The decision comes at a time when the State Bank of Pakistan and other regulatory bodies are tightening capitalization requirements for exchange companies across the country. In response to these shifts, several major commercial banks have been proactively strengthening their subsidiary structures to meet compliance benchmarks and ensure the stability of their foreign exchange operations. For the Bank of Khyber, this move is not merely about meeting legal minimums but is a strategic step toward securing a larger footprint in the regulated currency market.
Industry analysts suggest that this fresh influx of capital will significantly enhance the subsidiary’s ability to manage liquidity more effectively and expand its suite of services. A stronger capital base allows exchange companies to handle higher transaction volumes and maintain better buffer zones during periods of market volatility. By empowering its currency exchange arm, the Bank of Khyber is positioning itself to offer more reliable services to a growing customer base that requires transparent and efficient foreign exchange solutions.

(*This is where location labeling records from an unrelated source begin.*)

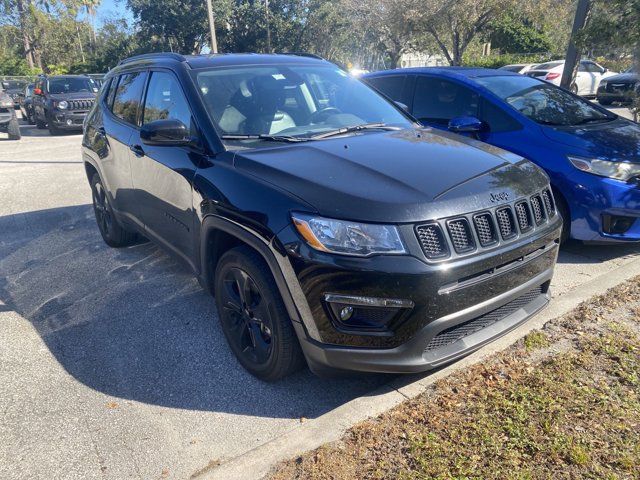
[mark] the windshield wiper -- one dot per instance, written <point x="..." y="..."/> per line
<point x="270" y="138"/>
<point x="594" y="119"/>
<point x="354" y="128"/>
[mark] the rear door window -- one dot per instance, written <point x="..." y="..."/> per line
<point x="438" y="101"/>
<point x="128" y="94"/>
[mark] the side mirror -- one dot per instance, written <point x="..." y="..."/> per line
<point x="165" y="132"/>
<point x="402" y="106"/>
<point x="466" y="125"/>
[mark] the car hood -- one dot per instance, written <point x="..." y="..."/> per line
<point x="401" y="176"/>
<point x="72" y="96"/>
<point x="618" y="140"/>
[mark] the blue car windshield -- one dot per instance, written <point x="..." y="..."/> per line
<point x="297" y="101"/>
<point x="544" y="103"/>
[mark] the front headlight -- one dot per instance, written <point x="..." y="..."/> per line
<point x="348" y="238"/>
<point x="619" y="170"/>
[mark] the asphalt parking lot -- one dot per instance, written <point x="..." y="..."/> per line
<point x="112" y="362"/>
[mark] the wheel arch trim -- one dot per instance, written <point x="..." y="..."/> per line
<point x="278" y="263"/>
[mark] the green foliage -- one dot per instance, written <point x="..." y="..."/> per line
<point x="517" y="35"/>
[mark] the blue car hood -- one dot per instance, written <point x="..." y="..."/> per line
<point x="618" y="140"/>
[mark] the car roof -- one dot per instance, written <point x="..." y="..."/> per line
<point x="453" y="72"/>
<point x="221" y="59"/>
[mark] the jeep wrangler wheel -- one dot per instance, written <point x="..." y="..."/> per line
<point x="112" y="232"/>
<point x="253" y="316"/>
<point x="13" y="129"/>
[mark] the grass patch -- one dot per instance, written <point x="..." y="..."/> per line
<point x="574" y="413"/>
<point x="536" y="340"/>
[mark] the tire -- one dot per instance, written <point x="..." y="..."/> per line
<point x="113" y="234"/>
<point x="13" y="129"/>
<point x="253" y="316"/>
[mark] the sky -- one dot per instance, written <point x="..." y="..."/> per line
<point x="112" y="9"/>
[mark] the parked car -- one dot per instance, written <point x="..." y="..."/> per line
<point x="521" y="68"/>
<point x="13" y="88"/>
<point x="329" y="225"/>
<point x="587" y="80"/>
<point x="26" y="103"/>
<point x="61" y="102"/>
<point x="621" y="88"/>
<point x="591" y="155"/>
<point x="8" y="119"/>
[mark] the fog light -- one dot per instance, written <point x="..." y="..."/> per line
<point x="346" y="313"/>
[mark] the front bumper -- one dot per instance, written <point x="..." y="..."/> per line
<point x="459" y="306"/>
<point x="67" y="120"/>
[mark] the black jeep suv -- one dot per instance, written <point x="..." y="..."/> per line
<point x="329" y="225"/>
<point x="8" y="119"/>
<point x="61" y="102"/>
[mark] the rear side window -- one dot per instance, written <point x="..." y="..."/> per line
<point x="438" y="101"/>
<point x="390" y="85"/>
<point x="497" y="119"/>
<point x="128" y="96"/>
<point x="165" y="100"/>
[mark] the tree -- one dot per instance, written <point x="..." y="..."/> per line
<point x="177" y="25"/>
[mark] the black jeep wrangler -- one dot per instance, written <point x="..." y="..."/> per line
<point x="61" y="102"/>
<point x="8" y="119"/>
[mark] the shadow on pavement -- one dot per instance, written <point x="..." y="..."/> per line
<point x="134" y="324"/>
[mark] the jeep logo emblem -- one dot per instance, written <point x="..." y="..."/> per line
<point x="499" y="197"/>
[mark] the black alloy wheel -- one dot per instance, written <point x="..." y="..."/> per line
<point x="253" y="316"/>
<point x="113" y="234"/>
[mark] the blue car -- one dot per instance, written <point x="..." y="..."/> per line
<point x="591" y="155"/>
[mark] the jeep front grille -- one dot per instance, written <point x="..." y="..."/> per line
<point x="549" y="203"/>
<point x="461" y="236"/>
<point x="80" y="104"/>
<point x="432" y="241"/>
<point x="538" y="209"/>
<point x="467" y="233"/>
<point x="485" y="228"/>
<point x="506" y="223"/>
<point x="524" y="216"/>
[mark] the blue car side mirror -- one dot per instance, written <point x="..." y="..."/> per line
<point x="466" y="125"/>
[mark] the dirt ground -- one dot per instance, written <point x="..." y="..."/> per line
<point x="562" y="403"/>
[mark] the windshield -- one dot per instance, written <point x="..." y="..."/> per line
<point x="542" y="102"/>
<point x="290" y="100"/>
<point x="548" y="65"/>
<point x="71" y="85"/>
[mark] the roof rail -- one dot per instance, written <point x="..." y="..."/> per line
<point x="303" y="54"/>
<point x="150" y="56"/>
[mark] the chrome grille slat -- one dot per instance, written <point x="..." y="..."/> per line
<point x="523" y="215"/>
<point x="506" y="223"/>
<point x="432" y="241"/>
<point x="485" y="229"/>
<point x="538" y="210"/>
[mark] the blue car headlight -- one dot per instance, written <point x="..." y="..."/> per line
<point x="348" y="238"/>
<point x="624" y="171"/>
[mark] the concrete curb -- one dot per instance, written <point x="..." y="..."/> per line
<point x="257" y="463"/>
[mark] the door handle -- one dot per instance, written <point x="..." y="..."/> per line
<point x="137" y="150"/>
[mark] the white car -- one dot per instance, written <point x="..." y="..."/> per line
<point x="587" y="80"/>
<point x="519" y="67"/>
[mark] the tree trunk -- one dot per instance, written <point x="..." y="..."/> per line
<point x="26" y="41"/>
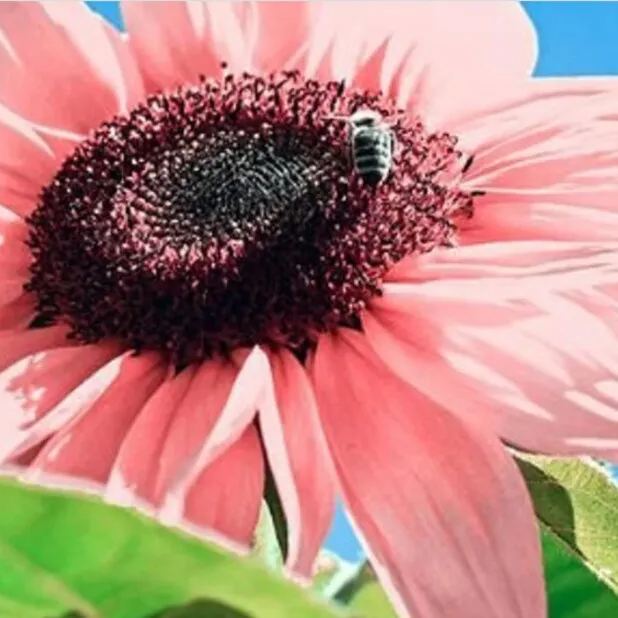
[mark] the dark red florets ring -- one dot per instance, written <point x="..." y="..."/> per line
<point x="227" y="214"/>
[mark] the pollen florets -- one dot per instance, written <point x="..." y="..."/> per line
<point x="228" y="213"/>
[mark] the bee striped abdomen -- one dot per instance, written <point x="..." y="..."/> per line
<point x="372" y="150"/>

The formal resolution regarding this capital increase has been disclosed to the Pakistan Stock Exchange as part of the mandatory regulatory requirements. This transparency ensures that investors and market participants are kept informed of the bank’s internal financial commitments and its broader strategy for subsidiary management. As the exchange market in Pakistan continues to formalize, such capital reinforcements are expected to become a standard practice for banks seeking to maintain a competitive and compliant edge.
With this billion-rupee injection now finalized, BOK Currency Exchange Company is set to operate with renewed financial vigor. The bank’s leadership remains focused on leveraging this strengthened position to drive long-term value, improve service delivery, and support the overall digital and financial transformation of the exchange sector in Pakistan.